无论是谁对死人都反而会特别仁慈,因为每个人都会死,他死后,同样也希望别人对他仁慈。
高冠伫立着,他的心中忽然涌出一阵伤感。
这种伤感,是对生的悲悯,对死的哀怜。
他已知道眼前这个被钉死在船舱种得年轻人地名字了。
“万点苍山翠,一剑向南飞。

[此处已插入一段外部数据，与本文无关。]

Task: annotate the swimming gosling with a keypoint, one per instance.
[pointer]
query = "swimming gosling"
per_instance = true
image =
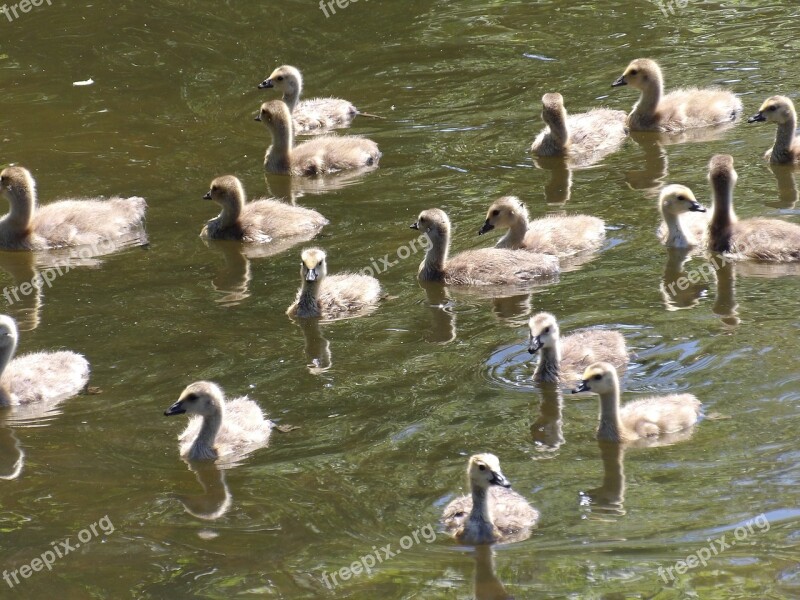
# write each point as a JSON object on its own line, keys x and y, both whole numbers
{"x": 768, "y": 240}
{"x": 485, "y": 266}
{"x": 681, "y": 109}
{"x": 332, "y": 296}
{"x": 557, "y": 235}
{"x": 219, "y": 428}
{"x": 40, "y": 377}
{"x": 684, "y": 219}
{"x": 72, "y": 222}
{"x": 492, "y": 513}
{"x": 325, "y": 154}
{"x": 780, "y": 110}
{"x": 308, "y": 115}
{"x": 259, "y": 221}
{"x": 563, "y": 361}
{"x": 584, "y": 137}
{"x": 648, "y": 417}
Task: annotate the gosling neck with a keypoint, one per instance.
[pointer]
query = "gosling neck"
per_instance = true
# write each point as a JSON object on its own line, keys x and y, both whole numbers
{"x": 722, "y": 215}
{"x": 22, "y": 202}
{"x": 646, "y": 107}
{"x": 432, "y": 267}
{"x": 549, "y": 367}
{"x": 203, "y": 446}
{"x": 611, "y": 428}
{"x": 278, "y": 157}
{"x": 308, "y": 303}
{"x": 515, "y": 237}
{"x": 6, "y": 354}
{"x": 784, "y": 137}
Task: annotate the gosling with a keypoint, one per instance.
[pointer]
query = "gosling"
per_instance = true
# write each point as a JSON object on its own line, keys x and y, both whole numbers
{"x": 557, "y": 235}
{"x": 485, "y": 266}
{"x": 219, "y": 428}
{"x": 682, "y": 109}
{"x": 645, "y": 418}
{"x": 73, "y": 222}
{"x": 259, "y": 221}
{"x": 334, "y": 296}
{"x": 325, "y": 154}
{"x": 768, "y": 240}
{"x": 563, "y": 361}
{"x": 41, "y": 377}
{"x": 780, "y": 110}
{"x": 308, "y": 115}
{"x": 585, "y": 137}
{"x": 493, "y": 513}
{"x": 685, "y": 220}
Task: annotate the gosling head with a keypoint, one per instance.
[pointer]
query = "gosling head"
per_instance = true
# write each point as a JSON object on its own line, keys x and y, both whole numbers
{"x": 285, "y": 79}
{"x": 504, "y": 213}
{"x": 721, "y": 171}
{"x": 484, "y": 471}
{"x": 678, "y": 199}
{"x": 274, "y": 114}
{"x": 226, "y": 190}
{"x": 8, "y": 332}
{"x": 778, "y": 109}
{"x": 200, "y": 398}
{"x": 313, "y": 266}
{"x": 598, "y": 378}
{"x": 17, "y": 182}
{"x": 544, "y": 332}
{"x": 433, "y": 222}
{"x": 640, "y": 73}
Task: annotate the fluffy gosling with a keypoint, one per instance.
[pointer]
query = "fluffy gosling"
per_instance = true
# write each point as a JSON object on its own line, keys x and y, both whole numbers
{"x": 681, "y": 109}
{"x": 325, "y": 154}
{"x": 557, "y": 235}
{"x": 259, "y": 221}
{"x": 485, "y": 266}
{"x": 780, "y": 110}
{"x": 644, "y": 418}
{"x": 492, "y": 513}
{"x": 563, "y": 361}
{"x": 332, "y": 296}
{"x": 768, "y": 240}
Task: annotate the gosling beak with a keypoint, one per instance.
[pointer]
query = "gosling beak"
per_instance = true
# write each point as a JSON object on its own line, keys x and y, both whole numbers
{"x": 499, "y": 479}
{"x": 485, "y": 227}
{"x": 583, "y": 386}
{"x": 175, "y": 409}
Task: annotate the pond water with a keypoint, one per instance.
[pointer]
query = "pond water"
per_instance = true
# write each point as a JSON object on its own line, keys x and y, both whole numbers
{"x": 390, "y": 406}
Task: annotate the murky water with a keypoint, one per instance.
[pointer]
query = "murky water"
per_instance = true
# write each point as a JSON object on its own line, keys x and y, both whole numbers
{"x": 389, "y": 406}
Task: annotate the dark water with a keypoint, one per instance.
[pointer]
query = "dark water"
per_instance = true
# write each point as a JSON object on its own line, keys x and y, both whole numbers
{"x": 412, "y": 390}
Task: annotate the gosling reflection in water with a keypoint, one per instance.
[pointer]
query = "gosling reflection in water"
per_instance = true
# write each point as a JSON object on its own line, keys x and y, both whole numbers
{"x": 546, "y": 430}
{"x": 215, "y": 500}
{"x": 609, "y": 498}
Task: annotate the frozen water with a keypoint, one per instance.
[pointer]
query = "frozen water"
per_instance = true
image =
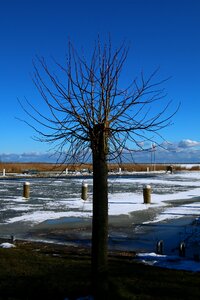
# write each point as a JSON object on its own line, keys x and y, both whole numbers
{"x": 56, "y": 198}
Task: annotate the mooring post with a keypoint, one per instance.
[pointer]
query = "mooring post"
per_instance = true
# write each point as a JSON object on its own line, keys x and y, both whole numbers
{"x": 26, "y": 189}
{"x": 147, "y": 194}
{"x": 159, "y": 247}
{"x": 84, "y": 191}
{"x": 182, "y": 249}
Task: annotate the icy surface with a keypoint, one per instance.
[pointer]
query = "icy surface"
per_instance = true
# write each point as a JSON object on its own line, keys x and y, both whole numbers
{"x": 58, "y": 198}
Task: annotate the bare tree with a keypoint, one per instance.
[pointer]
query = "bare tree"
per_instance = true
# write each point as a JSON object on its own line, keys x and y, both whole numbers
{"x": 90, "y": 109}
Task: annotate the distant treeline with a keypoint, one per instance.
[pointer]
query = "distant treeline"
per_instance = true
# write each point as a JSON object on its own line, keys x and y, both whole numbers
{"x": 50, "y": 167}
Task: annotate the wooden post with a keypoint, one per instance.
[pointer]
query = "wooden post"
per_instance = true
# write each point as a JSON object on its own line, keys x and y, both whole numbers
{"x": 159, "y": 247}
{"x": 26, "y": 190}
{"x": 84, "y": 191}
{"x": 147, "y": 194}
{"x": 182, "y": 249}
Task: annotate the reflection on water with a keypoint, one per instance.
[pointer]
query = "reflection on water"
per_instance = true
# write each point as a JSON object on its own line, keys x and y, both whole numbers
{"x": 55, "y": 198}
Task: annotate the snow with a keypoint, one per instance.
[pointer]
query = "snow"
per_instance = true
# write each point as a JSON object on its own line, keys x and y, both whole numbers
{"x": 125, "y": 197}
{"x": 173, "y": 196}
{"x": 7, "y": 245}
{"x": 170, "y": 262}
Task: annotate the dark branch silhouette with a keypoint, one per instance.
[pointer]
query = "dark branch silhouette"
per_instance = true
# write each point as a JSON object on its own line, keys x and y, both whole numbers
{"x": 91, "y": 113}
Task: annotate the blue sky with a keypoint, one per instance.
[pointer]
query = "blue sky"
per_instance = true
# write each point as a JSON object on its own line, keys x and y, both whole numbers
{"x": 161, "y": 33}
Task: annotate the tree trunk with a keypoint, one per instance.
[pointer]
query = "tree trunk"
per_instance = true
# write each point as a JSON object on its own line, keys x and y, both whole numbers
{"x": 100, "y": 217}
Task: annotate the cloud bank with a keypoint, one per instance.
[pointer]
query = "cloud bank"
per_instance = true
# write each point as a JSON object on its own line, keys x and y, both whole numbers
{"x": 185, "y": 151}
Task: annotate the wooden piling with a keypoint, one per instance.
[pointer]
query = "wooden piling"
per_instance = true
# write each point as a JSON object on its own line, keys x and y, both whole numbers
{"x": 147, "y": 194}
{"x": 84, "y": 191}
{"x": 26, "y": 190}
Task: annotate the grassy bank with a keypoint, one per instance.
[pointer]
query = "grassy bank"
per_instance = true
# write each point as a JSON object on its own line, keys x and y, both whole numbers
{"x": 41, "y": 271}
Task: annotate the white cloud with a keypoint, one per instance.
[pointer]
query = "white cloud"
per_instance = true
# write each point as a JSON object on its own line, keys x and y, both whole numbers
{"x": 185, "y": 151}
{"x": 188, "y": 143}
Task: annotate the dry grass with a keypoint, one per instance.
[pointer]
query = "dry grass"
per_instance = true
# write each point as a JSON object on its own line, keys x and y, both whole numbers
{"x": 42, "y": 271}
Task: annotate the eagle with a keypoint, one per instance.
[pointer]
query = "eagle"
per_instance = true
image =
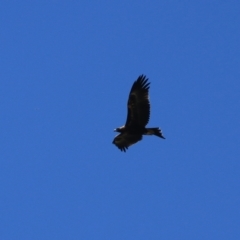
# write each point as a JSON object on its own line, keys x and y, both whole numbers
{"x": 138, "y": 107}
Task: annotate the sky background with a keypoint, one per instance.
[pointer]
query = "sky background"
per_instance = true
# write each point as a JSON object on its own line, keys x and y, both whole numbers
{"x": 66, "y": 69}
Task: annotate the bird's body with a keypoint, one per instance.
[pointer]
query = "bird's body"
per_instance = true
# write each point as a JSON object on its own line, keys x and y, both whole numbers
{"x": 137, "y": 118}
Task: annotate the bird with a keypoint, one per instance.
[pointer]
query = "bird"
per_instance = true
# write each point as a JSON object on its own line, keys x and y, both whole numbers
{"x": 138, "y": 114}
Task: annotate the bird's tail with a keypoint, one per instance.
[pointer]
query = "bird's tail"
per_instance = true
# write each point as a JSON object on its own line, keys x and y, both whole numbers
{"x": 154, "y": 131}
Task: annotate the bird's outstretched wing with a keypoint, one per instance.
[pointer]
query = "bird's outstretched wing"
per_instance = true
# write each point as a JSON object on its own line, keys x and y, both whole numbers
{"x": 138, "y": 103}
{"x": 124, "y": 140}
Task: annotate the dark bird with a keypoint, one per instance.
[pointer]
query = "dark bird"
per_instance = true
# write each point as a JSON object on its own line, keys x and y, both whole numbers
{"x": 137, "y": 118}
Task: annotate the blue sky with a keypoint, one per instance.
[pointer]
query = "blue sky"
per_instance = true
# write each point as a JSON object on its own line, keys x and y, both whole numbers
{"x": 66, "y": 69}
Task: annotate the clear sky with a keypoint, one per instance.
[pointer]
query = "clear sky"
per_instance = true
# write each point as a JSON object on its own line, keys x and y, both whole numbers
{"x": 66, "y": 69}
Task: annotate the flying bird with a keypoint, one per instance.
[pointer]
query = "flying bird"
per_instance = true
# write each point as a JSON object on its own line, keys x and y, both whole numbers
{"x": 138, "y": 115}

”
他忽然脱口道:“他是向南飞,点苍弟子!”
石玉朝点头:“不错!”
向南飞,这个名字近年已在江湖中逐渐响亮起来。
甚至可以说,这一代江湖中的年轻人,除了徐青、赵灵这两个名字外,绝没有任何人的锋芒能超过他。
“是谁杀了他?”
“是你!”
语声未落,忽然有人窜了起来。
就像一根黑色的箭。
飞快的射出。
高冠心神未定,陡见刀光一闪,石玉朝从地上跃起,手腕一翻,地上那柄风神刀,便已到了他的掌中。
他挥刀一砍,一阵疾风,迎面吹来。
高冠骇然,身影一拨,避开刀锋。
又见刀锋一转,疾风呼啸,风神刀斜劈高冠左颈。
这绝对是致命的一刀!
高冠大惊,一掠三丈,身子往后荡去。
他危急中避开这一刀,但胸前的空门大露。
食指忽然狞笑一声,长剑一抖,立即闪电般刺入了高冠的心脏。
“留下活口,我有话问他!”
但这一剑比毒蛇更毒!
这一剑,也绝对致命!
食指一击命中,拔出长剑。
鲜血飞溅而出,高冠应声倒下。
夜色更浓。
夜色深处忽然有人曼声长吟。
一阵清脆的铃声,被风吹来。
黑暗中一人骑着青驴,一人跨着白马,缓缓而来。
风中似带着酒香。
骑驴那人,脸色苍白,仿佛带着病容,但笑容温和,举止优雅,服饰也极其华贵。
另一人腰悬长剑,身着银白狐裘,骑在一匹高大神骏的白马上,顾盼之间,傲气逼人。
石玉朝听了片刻,在暗夜中见了二人,忽然一笑,道:“原来是青龙会、白马堂的徐青、赵灵二位公子!”
他语气虽淡,但也听得出有些吃惊。
他身后数名弟子也是面沉如水,右掌中惧是把着剑柄,神色紧张。
面带病容的公子,目光自众人面上一一扫过,把着酒壶,斟满一杯酒,一饮而尽,轻笑一声,赞道:“好酒!”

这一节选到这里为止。